The magnitude of the variance is determined by the natural variability in the quantity being measured, the statistical design of the sampling system, and the amount of sampling carried out. Other things being equal the variance is inversely proportional to the amount of sampling (e.g., the number of observations made), and the standard deviation of the estimates obtained inversely proportional to the square root of the number of observations. The square root means that if greater accuracy is required, the amount of sampling (and hence the costs) will go up much more rapidly than the precision achieved. Beyond a certain point it is not practicable or economical to achieve greater precision by carrying out more sampling, and improved sampling design, or a different approach to the problem is needed. Short of that point a balance needs to be struck between costs and accuracy.

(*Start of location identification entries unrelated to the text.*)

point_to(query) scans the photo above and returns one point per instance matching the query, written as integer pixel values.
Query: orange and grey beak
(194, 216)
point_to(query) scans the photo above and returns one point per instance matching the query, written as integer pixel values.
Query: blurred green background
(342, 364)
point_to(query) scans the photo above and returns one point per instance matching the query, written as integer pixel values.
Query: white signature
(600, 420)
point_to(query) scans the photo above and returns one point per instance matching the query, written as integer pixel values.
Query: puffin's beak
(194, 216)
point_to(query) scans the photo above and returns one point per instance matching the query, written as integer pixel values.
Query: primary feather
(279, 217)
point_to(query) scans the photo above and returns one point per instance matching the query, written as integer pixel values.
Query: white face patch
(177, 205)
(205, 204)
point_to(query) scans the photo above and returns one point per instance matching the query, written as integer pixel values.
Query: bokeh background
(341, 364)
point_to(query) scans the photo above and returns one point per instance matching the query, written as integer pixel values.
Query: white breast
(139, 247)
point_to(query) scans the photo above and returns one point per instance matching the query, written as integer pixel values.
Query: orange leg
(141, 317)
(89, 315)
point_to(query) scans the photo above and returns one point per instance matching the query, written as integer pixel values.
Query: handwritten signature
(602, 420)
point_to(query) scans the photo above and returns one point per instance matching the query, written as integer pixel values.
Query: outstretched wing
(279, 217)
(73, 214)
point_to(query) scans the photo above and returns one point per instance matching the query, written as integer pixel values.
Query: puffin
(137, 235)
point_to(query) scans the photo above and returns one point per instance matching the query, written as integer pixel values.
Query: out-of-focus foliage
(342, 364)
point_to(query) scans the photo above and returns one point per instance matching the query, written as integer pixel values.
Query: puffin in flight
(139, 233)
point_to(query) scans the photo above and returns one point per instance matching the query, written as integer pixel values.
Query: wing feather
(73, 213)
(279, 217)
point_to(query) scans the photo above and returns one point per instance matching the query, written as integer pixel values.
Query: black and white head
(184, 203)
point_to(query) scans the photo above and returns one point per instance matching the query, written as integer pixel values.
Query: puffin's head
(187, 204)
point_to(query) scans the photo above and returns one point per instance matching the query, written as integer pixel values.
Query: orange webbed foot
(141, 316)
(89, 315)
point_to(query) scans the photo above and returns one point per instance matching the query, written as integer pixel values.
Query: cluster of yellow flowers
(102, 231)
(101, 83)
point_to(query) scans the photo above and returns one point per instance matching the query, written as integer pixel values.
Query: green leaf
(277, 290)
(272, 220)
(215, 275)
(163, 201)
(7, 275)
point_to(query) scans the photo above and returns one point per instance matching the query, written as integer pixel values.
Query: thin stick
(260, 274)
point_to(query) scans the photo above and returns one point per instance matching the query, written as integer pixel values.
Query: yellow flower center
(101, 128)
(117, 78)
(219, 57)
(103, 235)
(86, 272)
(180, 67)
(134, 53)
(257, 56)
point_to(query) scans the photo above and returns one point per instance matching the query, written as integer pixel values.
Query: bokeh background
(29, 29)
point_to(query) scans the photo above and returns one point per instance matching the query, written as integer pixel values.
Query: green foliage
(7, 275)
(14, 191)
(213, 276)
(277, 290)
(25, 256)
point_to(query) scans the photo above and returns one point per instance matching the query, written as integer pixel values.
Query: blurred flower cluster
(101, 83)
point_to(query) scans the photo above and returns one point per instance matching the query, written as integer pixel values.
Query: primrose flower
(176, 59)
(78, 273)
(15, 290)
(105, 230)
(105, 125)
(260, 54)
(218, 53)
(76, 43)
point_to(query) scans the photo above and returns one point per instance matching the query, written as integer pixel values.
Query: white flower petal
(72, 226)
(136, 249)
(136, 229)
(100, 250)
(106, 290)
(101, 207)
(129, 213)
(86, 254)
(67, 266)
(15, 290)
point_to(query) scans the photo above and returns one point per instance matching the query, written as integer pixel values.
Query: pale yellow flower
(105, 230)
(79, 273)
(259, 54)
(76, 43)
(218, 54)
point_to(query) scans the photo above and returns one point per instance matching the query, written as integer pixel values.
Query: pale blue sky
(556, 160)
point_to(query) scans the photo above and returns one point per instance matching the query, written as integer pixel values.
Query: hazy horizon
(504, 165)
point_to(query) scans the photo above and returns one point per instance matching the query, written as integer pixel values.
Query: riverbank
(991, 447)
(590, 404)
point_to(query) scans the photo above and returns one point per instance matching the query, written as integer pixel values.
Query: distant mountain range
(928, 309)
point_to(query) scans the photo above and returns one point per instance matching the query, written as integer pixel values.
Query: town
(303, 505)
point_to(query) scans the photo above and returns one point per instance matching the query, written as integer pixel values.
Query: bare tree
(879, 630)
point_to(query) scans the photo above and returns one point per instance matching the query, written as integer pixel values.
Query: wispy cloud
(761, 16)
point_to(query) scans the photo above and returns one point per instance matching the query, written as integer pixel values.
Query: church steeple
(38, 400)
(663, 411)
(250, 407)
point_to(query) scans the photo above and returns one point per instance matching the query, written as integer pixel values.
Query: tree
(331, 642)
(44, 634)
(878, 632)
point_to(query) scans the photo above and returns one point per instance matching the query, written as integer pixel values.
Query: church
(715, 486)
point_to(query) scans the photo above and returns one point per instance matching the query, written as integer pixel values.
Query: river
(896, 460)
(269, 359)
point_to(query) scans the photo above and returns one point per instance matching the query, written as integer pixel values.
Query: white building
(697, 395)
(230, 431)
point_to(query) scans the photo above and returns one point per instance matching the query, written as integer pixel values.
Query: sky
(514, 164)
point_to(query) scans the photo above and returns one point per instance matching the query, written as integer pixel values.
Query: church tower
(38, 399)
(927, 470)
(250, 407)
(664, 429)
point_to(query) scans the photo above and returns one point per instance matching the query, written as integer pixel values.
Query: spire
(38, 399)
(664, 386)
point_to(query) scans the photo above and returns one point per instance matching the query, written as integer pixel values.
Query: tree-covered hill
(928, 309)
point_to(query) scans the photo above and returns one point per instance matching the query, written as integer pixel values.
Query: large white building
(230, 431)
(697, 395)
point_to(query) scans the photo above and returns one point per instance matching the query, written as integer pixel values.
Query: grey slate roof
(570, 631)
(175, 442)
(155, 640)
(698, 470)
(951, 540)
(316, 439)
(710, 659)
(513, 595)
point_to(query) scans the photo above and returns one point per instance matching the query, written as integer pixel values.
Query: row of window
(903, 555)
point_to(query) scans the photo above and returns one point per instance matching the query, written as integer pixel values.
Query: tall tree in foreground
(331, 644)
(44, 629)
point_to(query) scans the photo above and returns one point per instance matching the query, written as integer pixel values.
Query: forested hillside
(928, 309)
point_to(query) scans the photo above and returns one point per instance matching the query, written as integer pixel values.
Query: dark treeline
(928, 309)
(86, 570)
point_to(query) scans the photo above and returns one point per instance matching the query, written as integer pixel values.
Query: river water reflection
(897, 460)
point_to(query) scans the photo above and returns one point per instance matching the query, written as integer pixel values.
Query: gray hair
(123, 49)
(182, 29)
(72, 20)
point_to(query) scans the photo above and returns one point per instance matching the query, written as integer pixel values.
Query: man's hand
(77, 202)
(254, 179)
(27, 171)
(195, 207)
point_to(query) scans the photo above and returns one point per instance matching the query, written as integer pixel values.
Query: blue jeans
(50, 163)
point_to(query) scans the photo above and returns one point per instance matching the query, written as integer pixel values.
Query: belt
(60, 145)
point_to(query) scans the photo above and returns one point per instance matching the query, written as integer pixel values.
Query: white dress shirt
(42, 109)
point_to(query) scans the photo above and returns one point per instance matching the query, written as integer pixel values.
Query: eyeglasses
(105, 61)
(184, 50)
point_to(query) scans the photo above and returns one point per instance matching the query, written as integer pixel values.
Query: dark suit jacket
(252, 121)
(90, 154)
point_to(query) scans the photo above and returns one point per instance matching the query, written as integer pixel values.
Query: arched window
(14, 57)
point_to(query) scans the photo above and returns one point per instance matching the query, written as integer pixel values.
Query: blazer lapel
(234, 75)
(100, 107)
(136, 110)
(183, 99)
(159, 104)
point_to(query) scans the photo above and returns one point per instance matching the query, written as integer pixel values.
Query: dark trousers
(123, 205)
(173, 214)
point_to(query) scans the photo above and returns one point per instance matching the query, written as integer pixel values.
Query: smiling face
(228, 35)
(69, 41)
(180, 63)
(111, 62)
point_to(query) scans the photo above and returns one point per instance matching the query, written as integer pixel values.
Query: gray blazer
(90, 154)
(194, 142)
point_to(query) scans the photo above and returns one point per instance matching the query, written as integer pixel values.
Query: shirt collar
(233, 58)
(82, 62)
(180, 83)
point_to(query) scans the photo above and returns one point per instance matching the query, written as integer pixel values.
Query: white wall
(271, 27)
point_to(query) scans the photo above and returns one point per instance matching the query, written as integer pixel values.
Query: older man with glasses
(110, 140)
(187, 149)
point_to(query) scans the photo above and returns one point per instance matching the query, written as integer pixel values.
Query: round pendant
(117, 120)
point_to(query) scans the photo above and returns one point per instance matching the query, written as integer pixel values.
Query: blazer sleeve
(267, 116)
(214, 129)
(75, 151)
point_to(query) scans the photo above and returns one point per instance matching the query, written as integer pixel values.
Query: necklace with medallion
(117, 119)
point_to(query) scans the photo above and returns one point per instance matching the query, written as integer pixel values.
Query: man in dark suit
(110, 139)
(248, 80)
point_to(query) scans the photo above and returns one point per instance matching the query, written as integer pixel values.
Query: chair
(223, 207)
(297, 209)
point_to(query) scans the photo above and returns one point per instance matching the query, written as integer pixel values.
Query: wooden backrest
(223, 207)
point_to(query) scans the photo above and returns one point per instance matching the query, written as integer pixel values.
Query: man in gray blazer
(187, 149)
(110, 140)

In fisheries there are probably no two ways in which the efficiency of research can be improved than, on the one hand reducing the amount of sampling where it is already more than adequate for the objective, and on the other, when the variance from current levels of sampling is too great to provide estimates that are accurate enough, either increasing the amount of sampling to an adequate level, or abandoning a programme that is not providing useful information.

Among the standard statistical techniques that can be used to increase the efficiency of a sampling scheme, and reduce the variance resulting from a given amount (and costs) of sampling, stratification is generally most useful when sampling fish populations. This consists in reducing the difficulties of getting an unbiased, low-variance sample from a large and heterogeneous population (using ‘population’ in the statistical sense) by dividing the whole population in a stratum within each of which conditions are more homogeneous. Samples are then taken and analysed from each stratum separately. For example, the ‘population’ might be all the positions in a lake where gillnets might be set and the ‘population’ may be stratified into depth zones, or the natural of the bottom. Similarly stratification can be applied to the fish caught when examining them for age, maturity, etc., but considering each length-group separately, e.g., in producing age-length keys. With suitable choice of stratification so that for example each sub-area of the lake has similar conditions, a small amount of sampling will be sufficient to determine the conditions within each stratum, and the total amount of sampling can be much reduced.

2.4 SAMPLING PROGRAMME

Sampling is an integral part of the whole process of studying fish and the environment in which they live. The previous sections have outlined a logical progression as follows:

When a new sampling programme is introduced as part of a large new research project, it is likely that attention will be given to a logical development along these lines. More often research and sampling programmes develop from year to year, and the objectives and the funds available for pursuing them change. This should be followed by corresponding changes in the sampling procedures, but often this does not occur. As a result there is probably now a vast amount of sampling being carried out which is largely inappropriate to current research objectives. Since sampling can be one of the more costly parts of a research programme, the procedures (methods, gear, statistical design) should be carefully examined, not only at the beginning of the programme, but at regular intervals thereafter.